Immediate Needs Medicaid. The Executive Budget had proposed to add language to Section 364-i of the Social Services Law that would completely negate the obligation imposed on local districts by SSL Section 133. Section 133 of the SSL requires districts to provide Medicaid applicants who present with an emergency need with “immediate need Medicaid” while their applications are pending. Advocacy efforts resulted in an compromise -- language added to SSl 364-i of the SSL now restates regulatory language that limits Medicaid reimbursement for care and services provided prior to an eligibility determination to the three month retroactive period for applicants who were eligible for Medicaid in that month. The effect of this language on immediate needs Medicaid remains to be seen.
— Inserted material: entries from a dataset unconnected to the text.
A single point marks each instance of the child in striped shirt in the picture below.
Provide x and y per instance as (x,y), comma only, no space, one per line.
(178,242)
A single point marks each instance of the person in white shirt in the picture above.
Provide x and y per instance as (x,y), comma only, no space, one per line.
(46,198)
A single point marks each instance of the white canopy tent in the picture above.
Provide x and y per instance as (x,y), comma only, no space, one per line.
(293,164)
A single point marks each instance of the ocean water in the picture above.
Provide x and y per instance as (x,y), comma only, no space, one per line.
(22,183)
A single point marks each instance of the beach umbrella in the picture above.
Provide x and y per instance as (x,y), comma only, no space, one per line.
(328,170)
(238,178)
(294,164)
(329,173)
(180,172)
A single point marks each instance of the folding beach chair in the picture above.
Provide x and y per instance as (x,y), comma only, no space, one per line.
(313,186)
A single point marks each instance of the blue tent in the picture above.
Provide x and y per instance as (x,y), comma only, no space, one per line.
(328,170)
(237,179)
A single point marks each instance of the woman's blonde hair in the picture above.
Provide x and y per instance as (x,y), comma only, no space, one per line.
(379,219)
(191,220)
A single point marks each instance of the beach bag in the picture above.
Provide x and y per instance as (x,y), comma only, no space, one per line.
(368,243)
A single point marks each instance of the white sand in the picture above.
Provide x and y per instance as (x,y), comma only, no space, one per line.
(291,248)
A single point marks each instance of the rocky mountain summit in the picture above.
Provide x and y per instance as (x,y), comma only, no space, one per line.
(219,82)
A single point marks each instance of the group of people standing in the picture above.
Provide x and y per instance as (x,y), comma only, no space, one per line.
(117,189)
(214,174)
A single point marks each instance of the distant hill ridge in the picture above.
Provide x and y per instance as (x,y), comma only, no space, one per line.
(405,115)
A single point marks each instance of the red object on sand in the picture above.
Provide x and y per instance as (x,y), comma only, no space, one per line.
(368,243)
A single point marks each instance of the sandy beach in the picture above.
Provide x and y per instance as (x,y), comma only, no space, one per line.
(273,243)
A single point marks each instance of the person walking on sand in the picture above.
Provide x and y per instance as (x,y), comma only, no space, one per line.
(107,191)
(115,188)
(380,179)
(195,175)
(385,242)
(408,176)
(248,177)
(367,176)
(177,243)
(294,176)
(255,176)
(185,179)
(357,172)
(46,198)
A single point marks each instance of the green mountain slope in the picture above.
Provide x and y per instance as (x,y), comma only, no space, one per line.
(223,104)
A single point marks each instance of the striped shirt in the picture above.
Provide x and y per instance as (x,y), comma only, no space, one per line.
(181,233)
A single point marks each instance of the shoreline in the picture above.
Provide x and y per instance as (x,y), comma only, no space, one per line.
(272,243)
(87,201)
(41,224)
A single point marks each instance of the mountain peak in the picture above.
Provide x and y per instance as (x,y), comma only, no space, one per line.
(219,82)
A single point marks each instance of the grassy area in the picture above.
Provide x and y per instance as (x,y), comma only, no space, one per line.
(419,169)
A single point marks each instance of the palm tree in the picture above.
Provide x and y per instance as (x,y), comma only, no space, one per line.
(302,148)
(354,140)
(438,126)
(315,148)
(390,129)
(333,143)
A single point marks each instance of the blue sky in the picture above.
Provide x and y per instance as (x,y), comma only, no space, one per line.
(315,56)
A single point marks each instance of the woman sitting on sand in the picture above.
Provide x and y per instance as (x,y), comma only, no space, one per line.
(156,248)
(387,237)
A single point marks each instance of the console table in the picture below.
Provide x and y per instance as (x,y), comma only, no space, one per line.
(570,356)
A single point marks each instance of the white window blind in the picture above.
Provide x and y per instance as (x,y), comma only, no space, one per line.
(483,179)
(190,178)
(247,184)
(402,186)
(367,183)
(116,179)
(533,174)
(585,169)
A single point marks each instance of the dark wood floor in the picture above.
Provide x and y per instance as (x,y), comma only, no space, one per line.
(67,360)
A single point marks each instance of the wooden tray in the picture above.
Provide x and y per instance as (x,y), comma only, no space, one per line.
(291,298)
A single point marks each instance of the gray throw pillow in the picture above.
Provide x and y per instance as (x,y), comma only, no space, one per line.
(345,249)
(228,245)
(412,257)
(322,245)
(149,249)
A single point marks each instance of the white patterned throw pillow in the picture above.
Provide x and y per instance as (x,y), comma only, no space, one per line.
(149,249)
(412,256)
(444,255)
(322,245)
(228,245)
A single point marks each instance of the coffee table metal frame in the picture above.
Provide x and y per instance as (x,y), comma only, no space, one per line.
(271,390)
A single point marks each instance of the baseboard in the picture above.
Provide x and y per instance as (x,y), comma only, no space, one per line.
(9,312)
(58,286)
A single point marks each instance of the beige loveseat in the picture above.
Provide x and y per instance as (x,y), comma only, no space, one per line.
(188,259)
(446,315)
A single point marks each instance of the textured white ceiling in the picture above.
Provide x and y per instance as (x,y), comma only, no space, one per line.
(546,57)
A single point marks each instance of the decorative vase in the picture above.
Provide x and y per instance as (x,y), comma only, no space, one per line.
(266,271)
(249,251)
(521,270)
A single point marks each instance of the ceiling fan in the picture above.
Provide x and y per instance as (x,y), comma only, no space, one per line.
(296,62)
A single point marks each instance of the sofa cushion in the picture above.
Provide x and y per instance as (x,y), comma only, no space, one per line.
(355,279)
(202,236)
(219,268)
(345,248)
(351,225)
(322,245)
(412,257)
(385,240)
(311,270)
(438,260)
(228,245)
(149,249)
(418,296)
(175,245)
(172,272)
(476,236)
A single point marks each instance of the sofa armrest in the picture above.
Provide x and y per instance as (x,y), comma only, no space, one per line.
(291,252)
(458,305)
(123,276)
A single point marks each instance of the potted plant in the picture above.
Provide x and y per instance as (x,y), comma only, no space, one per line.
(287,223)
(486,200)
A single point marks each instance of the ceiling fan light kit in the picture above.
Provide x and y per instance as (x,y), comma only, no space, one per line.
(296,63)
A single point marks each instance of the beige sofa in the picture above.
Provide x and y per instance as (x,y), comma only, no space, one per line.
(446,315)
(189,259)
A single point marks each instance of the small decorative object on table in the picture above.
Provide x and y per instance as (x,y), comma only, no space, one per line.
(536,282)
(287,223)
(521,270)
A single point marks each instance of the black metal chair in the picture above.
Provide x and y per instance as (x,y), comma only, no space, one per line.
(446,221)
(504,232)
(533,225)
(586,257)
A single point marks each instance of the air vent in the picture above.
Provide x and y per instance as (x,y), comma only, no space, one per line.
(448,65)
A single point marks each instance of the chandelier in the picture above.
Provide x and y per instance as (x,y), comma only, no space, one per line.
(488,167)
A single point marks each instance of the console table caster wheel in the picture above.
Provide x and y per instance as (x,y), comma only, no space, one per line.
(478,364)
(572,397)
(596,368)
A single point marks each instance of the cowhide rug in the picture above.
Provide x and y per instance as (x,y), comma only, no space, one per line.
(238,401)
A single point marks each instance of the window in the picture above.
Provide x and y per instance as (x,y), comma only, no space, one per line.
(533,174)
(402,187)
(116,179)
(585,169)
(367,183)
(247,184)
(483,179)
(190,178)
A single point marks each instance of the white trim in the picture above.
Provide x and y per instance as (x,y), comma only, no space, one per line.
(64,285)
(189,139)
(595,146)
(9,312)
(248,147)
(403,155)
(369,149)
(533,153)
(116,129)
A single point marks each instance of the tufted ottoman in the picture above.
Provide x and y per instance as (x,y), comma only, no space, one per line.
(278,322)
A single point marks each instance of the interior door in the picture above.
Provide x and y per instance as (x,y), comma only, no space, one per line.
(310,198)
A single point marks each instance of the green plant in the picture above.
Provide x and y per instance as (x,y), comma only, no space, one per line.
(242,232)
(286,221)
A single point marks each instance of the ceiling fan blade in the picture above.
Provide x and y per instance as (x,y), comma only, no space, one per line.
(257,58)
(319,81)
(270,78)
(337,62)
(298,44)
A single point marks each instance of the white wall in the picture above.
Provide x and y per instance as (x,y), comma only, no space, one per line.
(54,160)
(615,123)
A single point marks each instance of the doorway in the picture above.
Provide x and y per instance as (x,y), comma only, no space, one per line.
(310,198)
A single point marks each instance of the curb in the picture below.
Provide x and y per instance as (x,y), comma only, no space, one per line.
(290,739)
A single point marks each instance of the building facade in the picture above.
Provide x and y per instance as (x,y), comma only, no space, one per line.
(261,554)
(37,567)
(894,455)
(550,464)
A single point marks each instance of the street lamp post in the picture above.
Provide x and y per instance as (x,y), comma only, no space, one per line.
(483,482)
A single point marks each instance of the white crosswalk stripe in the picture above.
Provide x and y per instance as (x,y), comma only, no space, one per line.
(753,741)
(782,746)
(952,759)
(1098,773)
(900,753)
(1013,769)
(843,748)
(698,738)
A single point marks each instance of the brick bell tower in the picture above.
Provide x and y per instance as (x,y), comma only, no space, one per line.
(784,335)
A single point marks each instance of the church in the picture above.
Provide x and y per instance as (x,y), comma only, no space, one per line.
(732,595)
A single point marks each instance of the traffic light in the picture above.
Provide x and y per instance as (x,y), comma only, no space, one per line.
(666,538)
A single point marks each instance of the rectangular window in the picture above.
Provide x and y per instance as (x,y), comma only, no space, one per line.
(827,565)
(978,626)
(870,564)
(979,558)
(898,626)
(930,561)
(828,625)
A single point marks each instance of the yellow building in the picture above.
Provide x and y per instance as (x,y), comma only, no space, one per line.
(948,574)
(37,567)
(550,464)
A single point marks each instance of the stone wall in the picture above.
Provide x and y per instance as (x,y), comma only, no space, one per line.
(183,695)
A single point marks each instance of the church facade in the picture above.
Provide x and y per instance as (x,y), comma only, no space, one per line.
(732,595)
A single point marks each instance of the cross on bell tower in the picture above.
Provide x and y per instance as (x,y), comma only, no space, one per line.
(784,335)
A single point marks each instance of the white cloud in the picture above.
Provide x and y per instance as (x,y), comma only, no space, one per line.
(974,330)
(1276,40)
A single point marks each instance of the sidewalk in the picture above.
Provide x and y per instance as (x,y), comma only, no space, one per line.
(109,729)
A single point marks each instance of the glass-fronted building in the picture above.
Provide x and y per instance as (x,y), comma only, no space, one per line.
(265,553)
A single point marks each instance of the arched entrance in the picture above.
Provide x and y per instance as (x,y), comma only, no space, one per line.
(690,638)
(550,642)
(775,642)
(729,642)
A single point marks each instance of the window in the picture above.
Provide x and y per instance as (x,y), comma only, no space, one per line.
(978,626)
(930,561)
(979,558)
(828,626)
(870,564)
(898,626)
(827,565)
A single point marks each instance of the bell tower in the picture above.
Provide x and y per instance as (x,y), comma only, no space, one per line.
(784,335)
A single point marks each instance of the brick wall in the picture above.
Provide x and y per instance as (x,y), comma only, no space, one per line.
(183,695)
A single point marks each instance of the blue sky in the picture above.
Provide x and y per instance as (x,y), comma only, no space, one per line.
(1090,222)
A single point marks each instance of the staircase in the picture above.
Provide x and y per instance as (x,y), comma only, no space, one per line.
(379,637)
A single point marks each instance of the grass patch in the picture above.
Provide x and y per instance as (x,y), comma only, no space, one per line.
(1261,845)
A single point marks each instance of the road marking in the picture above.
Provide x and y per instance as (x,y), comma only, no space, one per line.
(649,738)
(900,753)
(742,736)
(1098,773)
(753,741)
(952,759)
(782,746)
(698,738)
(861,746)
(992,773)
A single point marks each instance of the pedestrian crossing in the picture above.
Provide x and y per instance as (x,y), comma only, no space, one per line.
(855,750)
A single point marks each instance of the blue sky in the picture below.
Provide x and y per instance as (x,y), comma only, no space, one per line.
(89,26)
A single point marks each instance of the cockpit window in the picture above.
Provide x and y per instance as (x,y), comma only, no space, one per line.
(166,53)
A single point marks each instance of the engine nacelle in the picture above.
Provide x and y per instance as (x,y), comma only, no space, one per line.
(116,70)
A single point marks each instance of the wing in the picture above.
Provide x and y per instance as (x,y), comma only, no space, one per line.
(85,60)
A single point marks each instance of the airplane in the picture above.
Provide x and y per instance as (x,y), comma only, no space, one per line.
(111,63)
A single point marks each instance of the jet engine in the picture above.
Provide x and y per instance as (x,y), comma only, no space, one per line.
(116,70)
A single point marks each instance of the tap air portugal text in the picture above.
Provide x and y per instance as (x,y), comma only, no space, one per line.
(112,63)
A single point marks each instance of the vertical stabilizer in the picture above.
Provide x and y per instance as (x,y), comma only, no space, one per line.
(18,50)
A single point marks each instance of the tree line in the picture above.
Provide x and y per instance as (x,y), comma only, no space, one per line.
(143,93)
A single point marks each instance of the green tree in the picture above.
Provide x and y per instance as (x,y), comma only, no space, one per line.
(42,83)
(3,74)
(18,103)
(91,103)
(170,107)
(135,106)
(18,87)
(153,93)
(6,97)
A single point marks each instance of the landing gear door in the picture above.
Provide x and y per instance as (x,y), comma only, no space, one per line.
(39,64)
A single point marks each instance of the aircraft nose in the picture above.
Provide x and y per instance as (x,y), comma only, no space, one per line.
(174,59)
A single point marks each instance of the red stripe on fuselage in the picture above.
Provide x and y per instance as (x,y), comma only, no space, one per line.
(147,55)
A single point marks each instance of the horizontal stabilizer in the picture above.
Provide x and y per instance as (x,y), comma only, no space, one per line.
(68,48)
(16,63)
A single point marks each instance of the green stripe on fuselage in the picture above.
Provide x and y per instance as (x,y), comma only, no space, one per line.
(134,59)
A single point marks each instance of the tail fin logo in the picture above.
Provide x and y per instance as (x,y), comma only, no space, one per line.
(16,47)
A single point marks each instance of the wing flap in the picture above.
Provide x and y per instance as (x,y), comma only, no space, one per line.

Prescriber Prevails. Advocates were also successful in preserving and expanding Prescriber Prevails protections in Medicaid. In fee for service Medicaid, prescribers seeking prior authorization for a non-preferred drug can still override denials from the state Department of Health. In the managed care context, the budget preserved prescriber prevails for anti-psychotic drugs and expanded application of prescriber prevails to other classes of drugs, including anti-depressants, anti-retrovirals, anti-rejection, seizure, epilepsy, endocrine, hematologic and immunologic therapeutic classes. A prescriber can override a plan denial for these drugs, even when the drugs are not on the managed care plan’s drug formulary.
[i] MAGI budgeting utilizes a 5% income disregard. For this reason, the effective eligibility level is up to 138% FPL (133% FPL plus 5% disregard).
This article was authored by the Empire Justice Center.